In conclusione, è essenziale ricreare un clima costruttivo tra società, politica e scienza, ma ogni sforzo risulterà vano se uno di questi soggetti pretende di ergersi immacolato su di un piedistallo, astenendosi da importanti riforme. Gli scienziati hanno pieno diritto di reclamare l’autonomia dei processi di formazione della conoscenza da qualsiasi ingerenza esterna, nonché di vedere riconosciuta la loro autorità in merito ai fenomeni di cui è possibile discernere con cognizione solo tramite il ricorso al metodo scientifico. Tuttavia, in un mondo dove i confini tra accademia, ricerca industriale e mercato diventano sempre più labili, la Scienza – se davvero preoccupata per la propria credibilità – non può pretendere di rimanere arroccata nella torre d’avorio, pertanto deve accettare un attento monitoraggio sulle procedure di assunzione e progressione di carriera dei ricercatori nonché sulle modalità di applicazione dei criteri di validazione della letteratura scientifica, garantendo altresì la massima trasparenza sulle commistioni con il business privato; inoltre, non può arrogarsi alcuna esclusiva nel dibattito sulle pesanti ricadute ambientali e sociali legate allo sviluppo ipertrofico della sfera tecno-scientifica (alterazioni permanenti della biosfera, modificazioni del genoma, automazione totale, ecc.), vista l’enorme portata delle loro conseguenze.

Con buona pace delle fisime di Burioni, quella auspicata sarebbe una scienza autenticamente democratica, grazie al controllo sociale esercitato per assicurare il rispetto di merito, rigore e autonomia, evitando allo stesso tempo improprie posizioni di leadership in questioni che riguardano le sorti del pianeta e della civiltà, coinvolgendo quindi tutti i cittadini.
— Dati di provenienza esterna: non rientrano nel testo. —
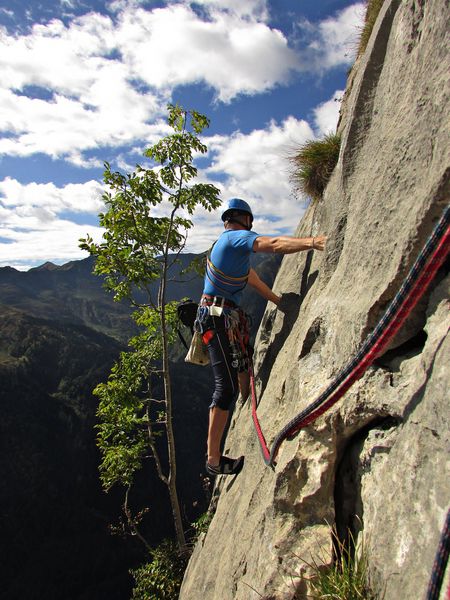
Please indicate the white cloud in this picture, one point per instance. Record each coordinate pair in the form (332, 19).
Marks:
(33, 225)
(234, 55)
(256, 167)
(90, 68)
(73, 197)
(326, 115)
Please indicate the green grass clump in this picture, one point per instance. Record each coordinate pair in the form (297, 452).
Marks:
(348, 576)
(313, 164)
(373, 8)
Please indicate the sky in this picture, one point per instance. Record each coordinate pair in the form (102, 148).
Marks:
(88, 81)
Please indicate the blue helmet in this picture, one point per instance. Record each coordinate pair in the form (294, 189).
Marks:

Mi propongo di tornare prossimamente sull’argomento e di approfondirlo.

(Fonte immagine in evidenza: rielaborazione personale immagini di Wikipedia)

 

 

 

1 commento

  1. Credo che l’obiettivo di questa iniziativa sia quello di porre all’attenzione dell’opinione pubblica il valore centrale dell’atteggiamento scientifico nel determinare gli obiettivi, i metodi i linguaggi nella progettazione del futuro della società. Il rapporto scienza-società è una questione aperta e complessa non di facile soluzione, però è bene che sia segnata una linea guida, una direzione verso cui incamminarsi ben consapevoli che il lavoro degli scienziati non è non può essere svolto nelle “torri d’avorio” della conoscenza pura ma dovrà sempre confrontarsi con le esigenze e le insidie della complessa e contraddittoria realtà sociale.